I don’t like to just post a recipe and say HERE YOU GO! This is more of a roadmap on how to complete the base chili recipe that I use but ways to make it better or more to your style. I believe most recipes should not be followed 100% because it’s more fun and you learn more about flavors and seasonings by experimenting.. so by all means, take my recipe and do what you want.
The base to any good chili is going to be meat and some sort of tomato. I know, I know, white bean chicken chili is delicious but I would classify that as a variation of tortilla soup and not a chili. I always use ground chuck, as it becomes the most tender out of all the meats I’ve used and if you’re just throwing together a pot of chili at home there’s not much sense in going big on the meat. You can use sirloin or a cut with a lower fat percentage but I think you’ll just be spending more money with weaker results. I do use ground beef but feel free to use cubes or whatever consistency you like. I would still stick to chuck, even if you are going the chunky route.
I use canned tomatoes. I know there’s a lot of people out there who use the fresh kind but I’m just trying to make chili here. There are other fresh ingredients in here so I’m not feeling too bad about using some canned vegetables. Feel free to crush and chop your tomatoes, I’ll be over here using the canned kind.
Chop up literally whatever you want to throw into the chili. Like I said before, it’s extremely difficult to mess up chili. Use whatever peppers, vegetables and spices you want. Hell, throw in potatoes if you really want to. Currently I’m using onion, garlic, jalapeno pepper, poblano pepper, habanero pepper and celery. I only season with salt, pepper, good chili powder, bay leaf and some cumin.
I would like to throw this out there — don’t use dollar store chili powder. You can go a little cheap on the beef but spend a couple of extra dollars or if you’re really feeling crazy, make your own chili powder. Pretty much any grocery store carries dried chilis which only need to make a trip to your blender for a minute or two to become chili powder. That value brand chili powder will absolutely destroy your chili.
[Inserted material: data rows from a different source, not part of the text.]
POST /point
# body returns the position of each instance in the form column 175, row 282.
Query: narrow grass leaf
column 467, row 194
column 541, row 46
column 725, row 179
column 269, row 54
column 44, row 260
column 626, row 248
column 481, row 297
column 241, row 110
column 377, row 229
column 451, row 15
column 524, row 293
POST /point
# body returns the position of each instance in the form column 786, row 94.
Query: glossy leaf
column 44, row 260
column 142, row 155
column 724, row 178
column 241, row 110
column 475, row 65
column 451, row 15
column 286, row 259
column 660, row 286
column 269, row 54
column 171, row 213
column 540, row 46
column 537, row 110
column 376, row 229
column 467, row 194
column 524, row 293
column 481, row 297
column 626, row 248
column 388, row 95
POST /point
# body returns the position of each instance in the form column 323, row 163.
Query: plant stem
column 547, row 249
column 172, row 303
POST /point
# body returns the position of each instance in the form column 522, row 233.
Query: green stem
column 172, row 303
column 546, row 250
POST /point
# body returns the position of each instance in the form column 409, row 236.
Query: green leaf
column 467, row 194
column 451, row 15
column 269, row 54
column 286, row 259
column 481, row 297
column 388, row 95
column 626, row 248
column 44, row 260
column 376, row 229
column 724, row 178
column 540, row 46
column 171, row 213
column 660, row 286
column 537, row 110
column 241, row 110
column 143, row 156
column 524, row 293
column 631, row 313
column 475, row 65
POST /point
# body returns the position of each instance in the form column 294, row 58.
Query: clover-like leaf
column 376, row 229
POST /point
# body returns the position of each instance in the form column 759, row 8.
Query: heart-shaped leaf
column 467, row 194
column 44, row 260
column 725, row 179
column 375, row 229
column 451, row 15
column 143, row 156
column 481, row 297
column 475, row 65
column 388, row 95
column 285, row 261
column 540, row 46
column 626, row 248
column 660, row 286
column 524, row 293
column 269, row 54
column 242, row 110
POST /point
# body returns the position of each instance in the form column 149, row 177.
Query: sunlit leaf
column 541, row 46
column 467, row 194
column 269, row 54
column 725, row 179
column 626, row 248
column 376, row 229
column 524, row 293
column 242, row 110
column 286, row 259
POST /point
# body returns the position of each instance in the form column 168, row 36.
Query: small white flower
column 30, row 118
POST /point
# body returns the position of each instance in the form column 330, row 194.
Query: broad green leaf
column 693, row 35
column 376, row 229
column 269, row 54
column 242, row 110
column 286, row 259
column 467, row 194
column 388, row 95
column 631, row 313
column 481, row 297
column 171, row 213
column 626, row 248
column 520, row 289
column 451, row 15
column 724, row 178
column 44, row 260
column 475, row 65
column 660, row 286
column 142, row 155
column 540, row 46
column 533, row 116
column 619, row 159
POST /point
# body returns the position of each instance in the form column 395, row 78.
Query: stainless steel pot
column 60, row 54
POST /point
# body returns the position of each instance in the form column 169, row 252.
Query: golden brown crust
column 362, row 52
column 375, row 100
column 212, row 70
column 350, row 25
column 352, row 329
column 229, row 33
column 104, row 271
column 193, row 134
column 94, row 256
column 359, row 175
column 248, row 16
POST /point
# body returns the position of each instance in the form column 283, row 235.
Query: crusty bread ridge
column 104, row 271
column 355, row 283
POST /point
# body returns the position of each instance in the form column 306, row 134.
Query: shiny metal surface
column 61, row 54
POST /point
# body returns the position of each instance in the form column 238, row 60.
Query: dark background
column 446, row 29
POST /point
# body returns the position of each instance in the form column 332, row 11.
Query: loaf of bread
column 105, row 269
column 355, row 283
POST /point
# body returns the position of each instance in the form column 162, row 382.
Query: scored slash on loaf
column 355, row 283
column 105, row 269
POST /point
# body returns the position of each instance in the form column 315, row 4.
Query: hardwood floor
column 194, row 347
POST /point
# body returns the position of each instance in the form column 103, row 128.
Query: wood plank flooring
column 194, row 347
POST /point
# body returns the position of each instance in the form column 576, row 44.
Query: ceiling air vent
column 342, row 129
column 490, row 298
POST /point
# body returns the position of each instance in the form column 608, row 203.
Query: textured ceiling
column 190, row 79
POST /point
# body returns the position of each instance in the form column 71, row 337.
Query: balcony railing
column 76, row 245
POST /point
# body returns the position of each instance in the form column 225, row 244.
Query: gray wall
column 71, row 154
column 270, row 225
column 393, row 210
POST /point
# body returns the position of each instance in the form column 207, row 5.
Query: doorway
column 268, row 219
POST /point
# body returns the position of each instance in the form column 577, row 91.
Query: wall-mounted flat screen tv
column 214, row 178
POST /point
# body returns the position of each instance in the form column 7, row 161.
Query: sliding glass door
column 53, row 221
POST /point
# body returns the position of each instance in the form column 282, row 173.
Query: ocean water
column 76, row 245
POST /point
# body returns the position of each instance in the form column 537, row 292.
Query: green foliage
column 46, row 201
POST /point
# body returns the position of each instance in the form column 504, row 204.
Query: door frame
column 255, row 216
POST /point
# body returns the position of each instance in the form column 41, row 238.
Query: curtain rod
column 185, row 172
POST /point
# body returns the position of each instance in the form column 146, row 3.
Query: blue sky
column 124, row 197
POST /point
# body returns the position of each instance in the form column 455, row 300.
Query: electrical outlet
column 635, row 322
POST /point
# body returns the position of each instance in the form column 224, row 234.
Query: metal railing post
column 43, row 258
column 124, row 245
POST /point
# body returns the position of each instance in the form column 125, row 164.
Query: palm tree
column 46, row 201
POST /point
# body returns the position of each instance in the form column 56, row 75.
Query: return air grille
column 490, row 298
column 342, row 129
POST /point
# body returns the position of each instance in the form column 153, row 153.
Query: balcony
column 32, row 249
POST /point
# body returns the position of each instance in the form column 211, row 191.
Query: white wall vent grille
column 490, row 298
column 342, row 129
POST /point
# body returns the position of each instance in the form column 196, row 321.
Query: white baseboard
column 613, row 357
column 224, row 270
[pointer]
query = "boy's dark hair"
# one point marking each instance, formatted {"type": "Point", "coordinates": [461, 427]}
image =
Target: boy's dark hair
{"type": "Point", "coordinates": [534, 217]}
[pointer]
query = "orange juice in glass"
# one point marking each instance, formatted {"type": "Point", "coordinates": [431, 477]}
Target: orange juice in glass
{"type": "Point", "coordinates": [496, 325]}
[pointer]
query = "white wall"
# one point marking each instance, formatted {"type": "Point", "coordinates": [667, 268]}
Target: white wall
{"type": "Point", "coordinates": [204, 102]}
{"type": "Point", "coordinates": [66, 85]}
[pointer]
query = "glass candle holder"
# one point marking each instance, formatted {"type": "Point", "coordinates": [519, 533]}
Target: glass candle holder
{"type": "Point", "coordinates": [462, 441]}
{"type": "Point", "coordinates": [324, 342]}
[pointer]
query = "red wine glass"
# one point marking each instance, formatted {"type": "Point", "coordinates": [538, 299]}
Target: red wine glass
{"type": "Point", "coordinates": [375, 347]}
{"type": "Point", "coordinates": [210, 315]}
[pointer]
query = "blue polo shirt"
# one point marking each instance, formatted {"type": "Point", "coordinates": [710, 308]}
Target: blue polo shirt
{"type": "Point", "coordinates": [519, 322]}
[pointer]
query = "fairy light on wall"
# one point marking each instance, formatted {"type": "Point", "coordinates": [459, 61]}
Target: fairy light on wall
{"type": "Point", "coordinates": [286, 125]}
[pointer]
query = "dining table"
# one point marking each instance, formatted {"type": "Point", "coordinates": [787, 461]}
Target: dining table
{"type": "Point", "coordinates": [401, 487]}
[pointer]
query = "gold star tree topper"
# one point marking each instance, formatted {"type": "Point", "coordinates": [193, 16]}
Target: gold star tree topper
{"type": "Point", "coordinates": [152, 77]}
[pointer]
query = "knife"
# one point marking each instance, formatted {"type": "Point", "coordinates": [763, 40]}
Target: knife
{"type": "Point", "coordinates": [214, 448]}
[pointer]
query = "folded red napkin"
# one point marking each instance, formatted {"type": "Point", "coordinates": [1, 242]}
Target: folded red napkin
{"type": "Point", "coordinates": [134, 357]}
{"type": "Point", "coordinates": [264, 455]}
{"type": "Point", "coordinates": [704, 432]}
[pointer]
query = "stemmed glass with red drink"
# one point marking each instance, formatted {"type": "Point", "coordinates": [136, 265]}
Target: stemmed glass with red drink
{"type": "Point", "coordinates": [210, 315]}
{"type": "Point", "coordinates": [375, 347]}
Finally, I use corn flour in my chili to give it a little bit of that corn aftertaste. I had previously used actual corn kernels in here but found that the masa adds a more subtle taste and thickens the chili to your liking after the cooking process.
- 2lbs of ground chuck
- Half an onion
- One head of garlic. Yes, use the whole thing, unless you don’t like garlic. If you don’t like garlic, please close this site and never return.
- One jalapeno pepper
- One poblano pepper
- One habanero (remove seeds for less spice)
- One stick of celery
- Salt and pepper to taste
- Chili powder to taste – Usually 3 tablespoons
- 2 tsp cumin
- 1 dried bay leaf
- 1 can of crushed tomatoes
- 1 can of rotel diced tomatoes
- 1/4 cup of masa harina (corn flour)
- Cup and a half of beef stock
- 2 15oz cans of beans – Whichever you like
Step One: Brown your beef and make sure to remove some of the fat but not ALL of the fat. Fat is flavor but you dont want a ton of it in here. It will make the chili bland.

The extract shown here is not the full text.